Increased local recurrence in advanced parotid malignancy treated with mastoidectomy without lateral temporal bone resection.

Oral Maxillofac Surg

Otolaryngology and Facial Plastic Surgery Associates, 923 Pennsylvania Avenue Suite 100, Fort Worth, TX, USA.

Published: March 2017

Objective: We analyzed patients with advanced parotid malignancy requiring proximal facial nerve exposure undergoing mastoidectomy versus lateral temporal bone resection to determine differences in local and distant recurrence.

Study Design: The study design is a case series with chart review.

Setting: The setting is in Tertiary care practice in Fort Worth, Texas from January1998 to January 2014.

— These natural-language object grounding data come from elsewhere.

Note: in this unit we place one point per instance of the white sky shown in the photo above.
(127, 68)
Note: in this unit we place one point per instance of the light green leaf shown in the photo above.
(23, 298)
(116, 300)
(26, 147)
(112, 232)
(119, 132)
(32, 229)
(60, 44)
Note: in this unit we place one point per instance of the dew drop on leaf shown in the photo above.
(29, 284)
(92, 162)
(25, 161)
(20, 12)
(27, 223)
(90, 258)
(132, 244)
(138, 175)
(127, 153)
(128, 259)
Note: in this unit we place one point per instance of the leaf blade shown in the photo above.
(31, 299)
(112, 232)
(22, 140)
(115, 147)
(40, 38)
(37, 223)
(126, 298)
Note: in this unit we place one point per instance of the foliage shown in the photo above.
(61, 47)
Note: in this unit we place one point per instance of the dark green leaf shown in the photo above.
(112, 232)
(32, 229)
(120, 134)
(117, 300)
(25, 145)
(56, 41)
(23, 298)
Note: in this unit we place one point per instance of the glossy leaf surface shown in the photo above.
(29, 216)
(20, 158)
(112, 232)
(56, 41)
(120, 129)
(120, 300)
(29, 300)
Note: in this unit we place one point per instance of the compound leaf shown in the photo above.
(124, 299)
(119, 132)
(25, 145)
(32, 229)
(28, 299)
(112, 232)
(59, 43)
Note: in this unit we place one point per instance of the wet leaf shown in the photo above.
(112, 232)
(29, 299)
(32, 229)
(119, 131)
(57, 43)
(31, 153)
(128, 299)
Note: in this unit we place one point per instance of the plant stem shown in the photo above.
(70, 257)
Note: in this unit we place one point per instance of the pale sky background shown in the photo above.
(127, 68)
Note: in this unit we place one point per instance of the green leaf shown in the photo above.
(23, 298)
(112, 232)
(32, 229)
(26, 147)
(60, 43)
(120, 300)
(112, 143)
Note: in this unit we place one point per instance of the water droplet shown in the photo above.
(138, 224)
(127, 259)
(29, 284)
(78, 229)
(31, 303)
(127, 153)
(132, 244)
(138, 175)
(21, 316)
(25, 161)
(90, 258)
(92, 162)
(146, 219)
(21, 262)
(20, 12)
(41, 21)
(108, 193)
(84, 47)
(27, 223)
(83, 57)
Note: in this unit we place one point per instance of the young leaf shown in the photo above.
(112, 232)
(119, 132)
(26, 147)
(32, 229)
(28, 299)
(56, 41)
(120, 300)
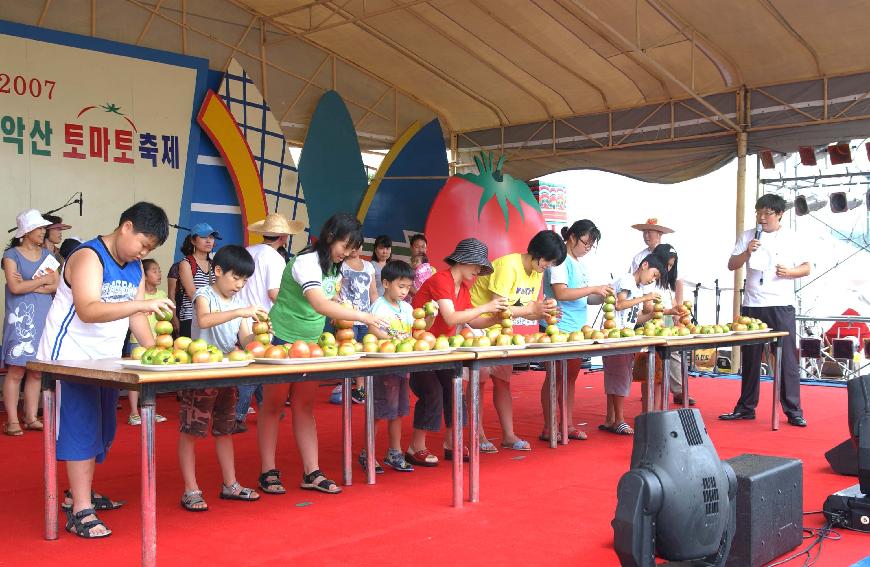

Subjects And Methods: The study included 120 patients with advanced parotid malignancy, 82 males between 19 and 87 years, and 38 females between 26 and 83 years. Patients with no overt bone involvement were treated with parotidectomy and mastoidectomy for exposure of the proximal facial nerve, and patients with clinically suspected (radiographic imaging or clinical fixation) bone involvement were treated with parotidectomy and lateral temporal bone resection. Follow up ranged from a minimum of 18 months to 11 years following surgery.

Results: Sixty patients were treated with mastoidectomy and 60 were treated with lateral temporal bone resection. In patients treated with mastoidectomy, 13 had local recurrence and 7 had distal recurrence. In patients treated with lateral temporal bone resection, 2 had local recurrence while 9 had distant recurrence. Statistical analysis revealed that patients treated with mastoidectomy developed local recurrence (p = 0.0022) more commonly than those treated with lateral temporal bone resection. There was no significant difference in distant recurrence between both groups (p = 0.5949).

Conclusions: Patients with advanced parotid malignancy should be treated aggressively with parotidectomy and lateral temporal bone resection regardless of bone involvement due to increased risk of local recurrence in those treated with mastoidectomy alone.

Level Of Evidence: Level of evidence is a 4 case series.